Right now, they were cried out, both of them. I poured them their drinks. I didn’t forget mine. I dumped the empty miniatures in the wastepaper basket with all the others they’d bought themselves.

“Is that the front door? ”, I said.

“I didn’t hear anything…..”, she said. Neither had I but I went anyway and opened it.

“I must have been lying”,  I said with a smile, dropping the latch as I closed the door to.

I sat down and let Sheila nestle up to me, her eyes were already drooping. Wayne was well out of it, the drinks I’d poured already gone. I kicked out my feet, my heel fetching up against the basket clinking those miniatures. I reached for my drink and paused, looking at my watch for no particular purpose. It was time to drink up, I sniffed my glass. It was cheap hooch and I hadn’t used the normal, branded mixers. I’d got some other stuff I thought would do the job instead. You wouldn’t know the difference, neither did I but for a slight metallic aftertaste.

As my eyes flicked around the room in the grey, growing quiet of the evening, I could just hear them breathing, just. I was getting drowsy too.

I could still make out the front door I’d locked.  This time there would be no dogs for her, or for any of us. I was sure.

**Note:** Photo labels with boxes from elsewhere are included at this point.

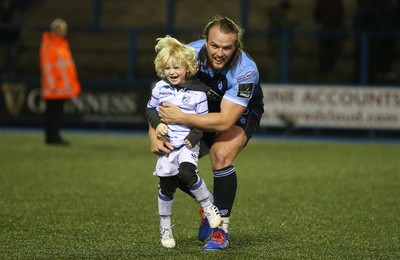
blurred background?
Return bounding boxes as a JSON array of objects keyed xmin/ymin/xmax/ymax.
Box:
[{"xmin": 0, "ymin": 0, "xmax": 400, "ymax": 137}]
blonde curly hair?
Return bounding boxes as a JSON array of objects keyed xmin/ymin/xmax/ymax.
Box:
[{"xmin": 154, "ymin": 35, "xmax": 198, "ymax": 78}]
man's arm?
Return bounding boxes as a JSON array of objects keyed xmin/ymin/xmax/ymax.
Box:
[{"xmin": 160, "ymin": 99, "xmax": 246, "ymax": 132}]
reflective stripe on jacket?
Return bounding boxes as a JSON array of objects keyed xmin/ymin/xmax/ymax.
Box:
[{"xmin": 40, "ymin": 32, "xmax": 81, "ymax": 99}]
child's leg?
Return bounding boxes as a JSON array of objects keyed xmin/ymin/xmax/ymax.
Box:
[{"xmin": 158, "ymin": 176, "xmax": 178, "ymax": 228}]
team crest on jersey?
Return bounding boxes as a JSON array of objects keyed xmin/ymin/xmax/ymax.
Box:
[
  {"xmin": 182, "ymin": 95, "xmax": 190, "ymax": 105},
  {"xmin": 236, "ymin": 83, "xmax": 254, "ymax": 98},
  {"xmin": 237, "ymin": 71, "xmax": 256, "ymax": 82}
]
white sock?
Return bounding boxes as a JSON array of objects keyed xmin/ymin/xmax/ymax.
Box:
[
  {"xmin": 190, "ymin": 176, "xmax": 212, "ymax": 209},
  {"xmin": 218, "ymin": 217, "xmax": 229, "ymax": 233},
  {"xmin": 158, "ymin": 192, "xmax": 174, "ymax": 228}
]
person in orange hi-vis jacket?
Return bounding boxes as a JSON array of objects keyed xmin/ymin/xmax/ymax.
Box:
[{"xmin": 40, "ymin": 18, "xmax": 81, "ymax": 145}]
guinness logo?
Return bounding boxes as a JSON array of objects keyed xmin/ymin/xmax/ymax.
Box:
[{"xmin": 1, "ymin": 82, "xmax": 26, "ymax": 117}]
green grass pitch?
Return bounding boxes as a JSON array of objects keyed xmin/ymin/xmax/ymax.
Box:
[{"xmin": 0, "ymin": 131, "xmax": 400, "ymax": 259}]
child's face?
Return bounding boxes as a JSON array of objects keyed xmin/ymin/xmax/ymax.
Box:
[{"xmin": 164, "ymin": 59, "xmax": 187, "ymax": 85}]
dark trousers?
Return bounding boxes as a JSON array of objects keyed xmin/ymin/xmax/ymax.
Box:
[{"xmin": 44, "ymin": 99, "xmax": 65, "ymax": 143}]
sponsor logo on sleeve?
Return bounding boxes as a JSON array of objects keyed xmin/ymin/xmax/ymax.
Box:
[{"xmin": 236, "ymin": 83, "xmax": 254, "ymax": 98}]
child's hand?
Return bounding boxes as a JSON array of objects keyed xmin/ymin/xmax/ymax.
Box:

It was for the best, my words not yours.

Reviews

Written by Phil (6838 comments posted) 31st March 2007
Almost bleak - but it should have been. I can't put my finger on what, but there's something stopping me connecting with this and feeling it just a little deeper. Maybe it's just me. 
 
I 'liked' (if that's the right word) the ending. 
 
Phil.

Written by anorwegianwood (278 comments posted) 31st March 2007
I liked the ending, too. This has a good (or rather, bad) atmosphere with a nice confessional style to it. It does feel a little detached, though, as Phil said, but I'm not sure what it is either. Maybe because there wasn't much about the narrator's relationship with Sheila; the narrator seemed more like an observer than a player in this, so it was hard to connect with him. I'd also rethink the title. It took me a while to get Mike Myers out of my head when I was reading.